Die Verdammten der Taiga
Eiskristalle.
»Wieder Streit mit Putkin?« fragte sie, als sie Andreas mit verkniffenem Gesicht herankommen sah.
»Ich mache mir Sorgen, Katjenka.« Er umarmte sie, und als sie im Haus waren, die Mäntel abgeworfen hatten und die Hitze, die der mächtige Steinofen verströmte, ihre mit Reif überzogenen Gesichter auftaute, küßten sie sich und setzten sich auf die Bank vor den heißen Flußsteinen. »Das Kind …«
»Es wird groß und stark werden, Andrejuscha.«
»Zuerst muß es geboren werden.«
»Ich habe Hunderte Geburten geleitet«, sagte Katja Alexandrowna. »Da soll ich bei der eigenen versagen?«
»Wenn es soweit ist, kannst du dir nicht mehr selbst helfen.«
»Ich werde dir sagen, was du tun mußt.
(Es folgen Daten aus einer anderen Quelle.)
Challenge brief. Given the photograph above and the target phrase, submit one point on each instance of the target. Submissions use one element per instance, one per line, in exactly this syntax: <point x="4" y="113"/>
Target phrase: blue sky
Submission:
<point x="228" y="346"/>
Und Nadeshna ist da und Semjon Pawlowitsch. Er hat Tieren bei der Geburt geholfen … der Mensch ist nur eine andere Ausgabe davon. Hast du Angst?«
»Ja«, sagte Andreas ehrlich. »Putkin hat eine Menge Möglichkeiten aufgezählt.«
»Wenn er nicht reden kann, würde er zerplatzen«, sagte die Susskaja und lachte dunkel. »Immer weiß er alles besser. Ich werde mein Kind bekommen wie jede Burjätenfrau in der Taiga.«
»Aber du bist weder eine Burjätin noch eine Jakutin.«
»Bin ich anatomisch anders als sie? Andrej, rede keinen Unsinn.« Sie küßte ihn wieder, kümmerte sich dann um den Herd und rührte in dem Kochkessel. Es gab heute eine Suppe aus Fisch und Büchsengemüse, mit gebräuntem Hasenfett verfeinert.
Später, als Andreas und Morotzkij im Wald waren und Holzstangen schlugen, ging die Susskaja hinüber zu Putkin, der eine große Holzfalle konstruierte, mit der er Hermeline und Nerze fangen wollte.
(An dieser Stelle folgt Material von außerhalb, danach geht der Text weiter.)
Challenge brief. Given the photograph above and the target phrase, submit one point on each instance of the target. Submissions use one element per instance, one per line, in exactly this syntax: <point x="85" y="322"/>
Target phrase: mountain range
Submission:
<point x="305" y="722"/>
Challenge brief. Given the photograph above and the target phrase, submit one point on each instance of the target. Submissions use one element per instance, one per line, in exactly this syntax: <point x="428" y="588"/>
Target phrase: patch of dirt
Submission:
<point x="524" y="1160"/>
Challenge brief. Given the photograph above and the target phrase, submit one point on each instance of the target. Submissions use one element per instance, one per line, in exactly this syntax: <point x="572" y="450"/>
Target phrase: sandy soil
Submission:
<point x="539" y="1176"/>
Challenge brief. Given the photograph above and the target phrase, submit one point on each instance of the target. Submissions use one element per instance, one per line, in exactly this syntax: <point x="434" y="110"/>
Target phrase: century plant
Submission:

»Es ist mein Kind –«, sagte sie mit einer Härte, die Putkin die Gefährlichkeit dieser Unterredung bewies. »Was kümmerst du dich darum?«
»Gut! Gut! Streiten wir uns nicht darüber.« Putkin bohrte mit der Messerspitze Löcher für die Fallklappen. »Wenn du an dem Kind verreckst – es ist dein Tod. Aber sind wir nicht eine Gemeinschaft? Ein Kollektiv, das die Hölle erobern will? Ist nicht jeder auf den anderen angewiesen? Braucht man nicht jede Hand in diesem Wald? Und was wird wirklich? Der eine hält sich eine Elchkuh und benimmt sich wie ein stammelnder Idiot, macht rouh-rouh und verdreht die Augen, die andere schleppt sich eines Tages mit einem dicken Bauch herum, der dritte wird blaß bis auf die Knochen, wenn er an die Geburt denkt und ist zu keiner vernünftigen Arbeit mehr fähig, die vierte betet, schnitzt heilige Josefs und Jesuskinder und baut Krippen auf … Katja Alexandrowna, soll man da nicht aus der Haut fahren? Da im Fluß liegen Millionen Rubel, draußen wartet auf uns ein herrliches Leben; wir sind Menschen, die vom Schicksal geküßt wurden, auch wenn es uns in die Verbannung gestoßen hat … und was macht ihr? Ihr zeugt Kinder! Ihr spuckt eurer Zukunft ins Gesicht!«
»Ein Kind, Igor Fillipowitsch, ist durch keine Million zu ersetzen.« Die Susskaja lehnte sich gegen die Hauswand. »Ein Kind von Andrej … ich könnte Gott danken, wenn ich an Gott glauben würde.«
»Geh zurück zu Vater Kyrill und laß dich taufen!« knurrte Putkin.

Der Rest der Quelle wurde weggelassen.